Plaintiff has set forth facts sufficient to support a cause of action pursuant to General Municipal Law § 205-e, as amended. Thus, the order should be modified to grant plaintiffs request for leave to amend the complaint to plead that cause of action (see, Costantini v Benedetto, supra; Ruotolo v State of New York, supra).

IV

Plaintiff has not challenged Supreme Court’s dismissal of her common-law negligence cause of action, and defendants have not appealed from that portion of the order granting plaintiff permission to replead a negligence cause of action. Thus, we have not considered any issue regarding that cause of action.

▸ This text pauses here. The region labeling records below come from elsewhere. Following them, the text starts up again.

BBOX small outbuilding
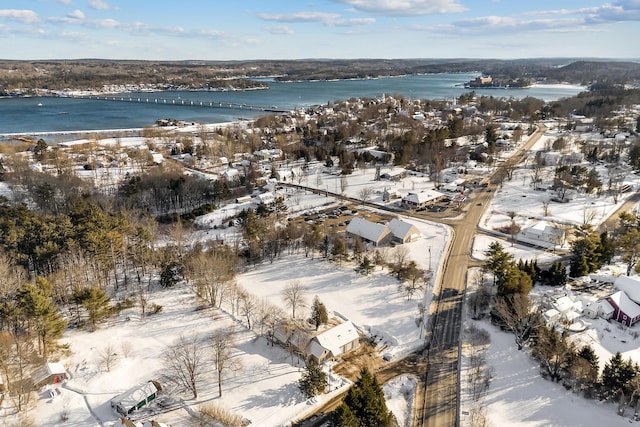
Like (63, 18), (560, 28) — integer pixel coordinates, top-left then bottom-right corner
(519, 221), (566, 247)
(33, 362), (69, 390)
(111, 381), (162, 417)
(388, 218), (420, 244)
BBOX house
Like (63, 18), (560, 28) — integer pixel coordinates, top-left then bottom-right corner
(388, 218), (420, 243)
(605, 291), (640, 326)
(400, 190), (444, 209)
(518, 221), (566, 247)
(613, 276), (640, 304)
(346, 217), (393, 246)
(33, 362), (69, 389)
(111, 381), (162, 417)
(307, 321), (360, 363)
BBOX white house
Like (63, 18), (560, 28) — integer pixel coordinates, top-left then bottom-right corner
(307, 321), (360, 362)
(518, 221), (565, 247)
(346, 217), (393, 246)
(388, 218), (420, 243)
(582, 299), (615, 320)
(400, 190), (444, 209)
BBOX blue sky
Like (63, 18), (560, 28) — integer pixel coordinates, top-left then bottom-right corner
(0, 0), (640, 60)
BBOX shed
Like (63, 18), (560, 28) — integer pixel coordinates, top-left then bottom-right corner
(33, 362), (69, 389)
(389, 218), (420, 243)
(346, 217), (393, 246)
(605, 291), (640, 326)
(111, 381), (162, 416)
(307, 321), (360, 363)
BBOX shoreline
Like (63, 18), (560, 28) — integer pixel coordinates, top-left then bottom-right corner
(0, 120), (248, 143)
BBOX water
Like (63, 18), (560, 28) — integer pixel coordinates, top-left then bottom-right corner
(0, 73), (584, 134)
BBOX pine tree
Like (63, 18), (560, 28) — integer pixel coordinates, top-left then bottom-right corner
(333, 403), (360, 427)
(311, 295), (329, 331)
(344, 368), (394, 427)
(298, 361), (328, 399)
(602, 352), (637, 395)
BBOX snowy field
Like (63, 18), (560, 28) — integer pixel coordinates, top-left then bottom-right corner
(22, 188), (449, 426)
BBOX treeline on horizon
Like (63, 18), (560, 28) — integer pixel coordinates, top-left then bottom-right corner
(0, 58), (640, 94)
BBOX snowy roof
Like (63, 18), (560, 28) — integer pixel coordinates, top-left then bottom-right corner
(389, 218), (420, 240)
(33, 362), (68, 384)
(553, 296), (574, 313)
(402, 189), (444, 204)
(111, 381), (158, 411)
(528, 221), (564, 236)
(613, 276), (640, 304)
(609, 291), (640, 319)
(308, 321), (360, 359)
(347, 217), (391, 242)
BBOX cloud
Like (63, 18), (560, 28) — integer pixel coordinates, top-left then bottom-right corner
(258, 12), (376, 27)
(89, 0), (112, 10)
(67, 9), (85, 21)
(0, 9), (40, 24)
(333, 0), (467, 16)
(258, 12), (340, 24)
(264, 25), (293, 35)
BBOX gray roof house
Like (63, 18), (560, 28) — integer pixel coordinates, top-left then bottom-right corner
(307, 321), (360, 363)
(346, 217), (393, 246)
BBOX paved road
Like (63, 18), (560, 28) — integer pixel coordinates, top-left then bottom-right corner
(413, 126), (546, 427)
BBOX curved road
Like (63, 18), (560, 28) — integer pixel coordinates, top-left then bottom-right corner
(413, 125), (546, 427)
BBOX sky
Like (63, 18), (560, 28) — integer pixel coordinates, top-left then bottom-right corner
(0, 0), (640, 60)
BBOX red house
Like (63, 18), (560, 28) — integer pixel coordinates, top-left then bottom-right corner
(605, 291), (640, 326)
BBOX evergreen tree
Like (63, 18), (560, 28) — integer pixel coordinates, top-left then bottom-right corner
(344, 368), (394, 427)
(333, 403), (360, 427)
(73, 287), (111, 328)
(485, 242), (513, 286)
(298, 361), (328, 399)
(311, 295), (329, 331)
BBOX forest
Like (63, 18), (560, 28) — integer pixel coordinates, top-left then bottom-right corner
(0, 58), (640, 95)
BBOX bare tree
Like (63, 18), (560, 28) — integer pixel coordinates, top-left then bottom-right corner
(0, 334), (36, 412)
(164, 334), (207, 399)
(340, 175), (349, 194)
(211, 329), (234, 397)
(282, 280), (304, 319)
(358, 187), (373, 203)
(240, 291), (258, 329)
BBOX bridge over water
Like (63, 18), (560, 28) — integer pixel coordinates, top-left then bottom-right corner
(74, 95), (289, 113)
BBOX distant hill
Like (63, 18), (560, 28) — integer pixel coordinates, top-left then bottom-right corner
(0, 58), (640, 92)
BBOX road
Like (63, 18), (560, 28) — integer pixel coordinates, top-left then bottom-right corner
(285, 125), (546, 427)
(413, 125), (546, 427)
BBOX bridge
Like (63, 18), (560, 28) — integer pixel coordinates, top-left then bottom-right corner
(74, 95), (289, 113)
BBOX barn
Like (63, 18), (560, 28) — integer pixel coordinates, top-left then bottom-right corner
(111, 381), (162, 417)
(346, 217), (393, 246)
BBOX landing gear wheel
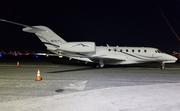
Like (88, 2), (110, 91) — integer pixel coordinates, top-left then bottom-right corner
(95, 64), (101, 69)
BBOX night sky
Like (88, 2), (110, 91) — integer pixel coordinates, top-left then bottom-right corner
(0, 0), (180, 52)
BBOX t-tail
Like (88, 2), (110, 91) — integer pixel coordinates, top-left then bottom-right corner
(0, 19), (67, 51)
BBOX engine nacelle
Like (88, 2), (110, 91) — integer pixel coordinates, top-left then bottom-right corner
(59, 42), (96, 53)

Accordingly, the order should be modified by reinstating the cause of action for assault and battery and by permitting *191plaintiff to amend her complaint to plead a cause of action for wanton or willful misconduct pursuant to General Municipal Law § 205-e, as amended.

Callahan, J. P., Doerr, Boomer and Boehm, JJ., concur.

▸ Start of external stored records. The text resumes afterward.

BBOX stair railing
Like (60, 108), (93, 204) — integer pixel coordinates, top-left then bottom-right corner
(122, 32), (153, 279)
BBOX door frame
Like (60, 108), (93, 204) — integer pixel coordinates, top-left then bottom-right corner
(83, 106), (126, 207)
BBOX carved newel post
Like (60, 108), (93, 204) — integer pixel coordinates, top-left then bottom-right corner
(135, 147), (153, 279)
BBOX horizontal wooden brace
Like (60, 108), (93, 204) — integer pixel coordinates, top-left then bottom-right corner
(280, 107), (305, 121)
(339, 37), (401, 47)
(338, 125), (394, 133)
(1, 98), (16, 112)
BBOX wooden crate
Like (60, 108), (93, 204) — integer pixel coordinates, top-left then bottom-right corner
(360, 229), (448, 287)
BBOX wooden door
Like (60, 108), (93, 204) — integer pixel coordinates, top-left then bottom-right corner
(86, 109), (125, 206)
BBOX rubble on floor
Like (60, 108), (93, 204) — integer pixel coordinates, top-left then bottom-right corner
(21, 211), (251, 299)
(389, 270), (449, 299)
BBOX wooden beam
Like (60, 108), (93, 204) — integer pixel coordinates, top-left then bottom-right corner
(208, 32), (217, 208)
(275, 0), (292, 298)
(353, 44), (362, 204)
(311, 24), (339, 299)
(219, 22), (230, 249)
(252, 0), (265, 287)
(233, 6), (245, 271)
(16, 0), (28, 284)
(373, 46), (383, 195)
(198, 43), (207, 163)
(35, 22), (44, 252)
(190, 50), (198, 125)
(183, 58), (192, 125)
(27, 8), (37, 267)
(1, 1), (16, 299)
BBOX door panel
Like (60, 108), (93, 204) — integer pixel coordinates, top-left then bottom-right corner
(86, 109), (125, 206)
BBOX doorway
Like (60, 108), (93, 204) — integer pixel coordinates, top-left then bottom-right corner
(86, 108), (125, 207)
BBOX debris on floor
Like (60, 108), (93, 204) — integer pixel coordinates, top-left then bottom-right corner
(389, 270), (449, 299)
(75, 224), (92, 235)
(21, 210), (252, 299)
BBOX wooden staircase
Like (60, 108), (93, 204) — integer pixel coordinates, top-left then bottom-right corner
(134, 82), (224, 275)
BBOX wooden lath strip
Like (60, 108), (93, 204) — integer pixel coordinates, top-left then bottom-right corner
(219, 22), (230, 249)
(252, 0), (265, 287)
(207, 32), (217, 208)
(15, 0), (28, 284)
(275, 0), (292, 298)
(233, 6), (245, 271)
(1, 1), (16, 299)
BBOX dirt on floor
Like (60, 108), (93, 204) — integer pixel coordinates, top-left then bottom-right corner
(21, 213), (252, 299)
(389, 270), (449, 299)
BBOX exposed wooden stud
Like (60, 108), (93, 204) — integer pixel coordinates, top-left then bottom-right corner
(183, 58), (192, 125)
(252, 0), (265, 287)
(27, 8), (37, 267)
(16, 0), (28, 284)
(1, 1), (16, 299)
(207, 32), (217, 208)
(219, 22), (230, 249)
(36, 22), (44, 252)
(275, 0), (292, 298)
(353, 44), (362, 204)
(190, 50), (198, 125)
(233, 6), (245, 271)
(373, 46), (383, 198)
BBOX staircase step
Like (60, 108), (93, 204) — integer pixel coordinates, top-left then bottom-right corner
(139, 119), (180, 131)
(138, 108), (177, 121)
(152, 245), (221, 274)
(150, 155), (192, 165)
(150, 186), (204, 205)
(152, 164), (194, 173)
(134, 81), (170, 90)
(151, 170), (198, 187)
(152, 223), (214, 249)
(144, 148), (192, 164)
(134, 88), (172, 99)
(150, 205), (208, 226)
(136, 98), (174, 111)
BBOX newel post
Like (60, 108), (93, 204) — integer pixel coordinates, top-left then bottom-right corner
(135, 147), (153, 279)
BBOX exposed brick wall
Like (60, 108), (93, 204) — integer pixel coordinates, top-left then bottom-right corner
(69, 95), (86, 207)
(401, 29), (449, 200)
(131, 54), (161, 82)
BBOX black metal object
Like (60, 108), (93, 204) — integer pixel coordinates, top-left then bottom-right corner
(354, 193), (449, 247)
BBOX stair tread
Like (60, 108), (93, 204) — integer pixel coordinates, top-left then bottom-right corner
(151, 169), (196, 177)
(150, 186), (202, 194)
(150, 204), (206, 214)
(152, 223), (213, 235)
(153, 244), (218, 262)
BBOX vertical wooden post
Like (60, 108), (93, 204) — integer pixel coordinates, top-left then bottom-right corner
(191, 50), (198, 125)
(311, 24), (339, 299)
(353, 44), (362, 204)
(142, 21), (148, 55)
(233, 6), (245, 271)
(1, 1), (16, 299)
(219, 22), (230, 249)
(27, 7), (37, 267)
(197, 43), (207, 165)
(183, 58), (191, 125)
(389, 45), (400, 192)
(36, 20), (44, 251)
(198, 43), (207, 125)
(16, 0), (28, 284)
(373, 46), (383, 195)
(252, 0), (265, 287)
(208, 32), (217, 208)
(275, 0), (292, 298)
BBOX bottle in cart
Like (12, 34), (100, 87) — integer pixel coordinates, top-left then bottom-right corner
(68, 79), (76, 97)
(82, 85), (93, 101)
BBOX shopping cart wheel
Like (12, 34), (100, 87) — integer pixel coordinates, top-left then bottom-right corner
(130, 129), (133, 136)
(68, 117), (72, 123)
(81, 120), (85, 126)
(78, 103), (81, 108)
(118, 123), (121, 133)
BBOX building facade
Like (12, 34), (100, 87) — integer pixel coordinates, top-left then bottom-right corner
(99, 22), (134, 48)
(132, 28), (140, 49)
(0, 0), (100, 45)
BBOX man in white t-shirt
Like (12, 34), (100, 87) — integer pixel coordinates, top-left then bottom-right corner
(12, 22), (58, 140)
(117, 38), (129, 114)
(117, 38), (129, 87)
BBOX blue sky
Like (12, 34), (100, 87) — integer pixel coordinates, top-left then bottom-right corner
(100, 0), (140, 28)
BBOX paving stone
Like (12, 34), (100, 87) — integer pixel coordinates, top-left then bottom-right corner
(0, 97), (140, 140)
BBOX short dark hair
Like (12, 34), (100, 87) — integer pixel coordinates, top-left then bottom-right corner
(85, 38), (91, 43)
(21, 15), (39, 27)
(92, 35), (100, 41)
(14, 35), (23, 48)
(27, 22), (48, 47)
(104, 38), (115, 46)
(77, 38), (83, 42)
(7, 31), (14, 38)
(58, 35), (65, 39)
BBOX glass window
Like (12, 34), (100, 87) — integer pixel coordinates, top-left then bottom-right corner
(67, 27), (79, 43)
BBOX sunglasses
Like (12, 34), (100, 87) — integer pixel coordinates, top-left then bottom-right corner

Order unanimously modified, on the law, and as modified, affirmed, with costs to plaintiff in accordance with the opinion by Balio, J.

See, Alvarado v United States, 798 F Supp 84, 87 (applying Puerto Rico law); Bates v McKeon, 650 F Supp 476, 480-481 (applying exception for intentional torts to Connecticut law); Grable v Varela, 115 Ariz 222, 564 P2d 911 (Ct App); Fox v Hawkins, 594 NE2d 493, 498 (Ind App); Kennedy v Tri-City Comprehensive Community Mental Health Ctr., 590 NE2d 140, 144 (Ind App); Pottebaum v Hinds, 347 NW2d 642, 646 (Iowa); Flowers v Rock Cr. Terrace Ltd. Partnership, 308 Md 432, 520 A2d 361; Wilde v Gilland, 189 Mich App 553, 473 NW2d 718; McAtee v Guthrie, 182 Mich App 215, 451 NW2d 551, lv denied 435 Mich 878; Rozenboom v Proper, 177 Mich App 49, 441 NW2d 11, lv denied 433 Mich 913; Lang v Glusica, 393 NW2d 181 (Minn); Woodland Mut. Fire Ins. Co. v Palmi, 366 NW2d 125 (Minn App); Lambert v Schaefer, 839 SW2d 27 (Mo App); Migdal v Stamp, 132 NH 171, 564 A2d 826; Mahoney v Carus Chem. Co., 102 NJ 564, 510 A2d 4; Berko v Freda, 93 NJ 81, 459 A2d 663; Ballou v Nelson, 67 Wash App 67, 834 P2d 97; contra, see, Young v Sherwin-Williams Co., 569 A2d 1173 (DC App).

California bars recovery for intentional conduct the officer reasonably should have anticipated in responding to duty (see, Lenthall v Maxwell, 138 Cal App 3d 716, 188 Cal Rptr 260, 30 ALR4th 73), but permits recovery *189where the intentional act occurs after the defendant is aware of the presence of the officer (see, Gibb v Stetson, 199 Cal App 3d 1008, 1014-1015, 245 Cal Rptr 283, 286).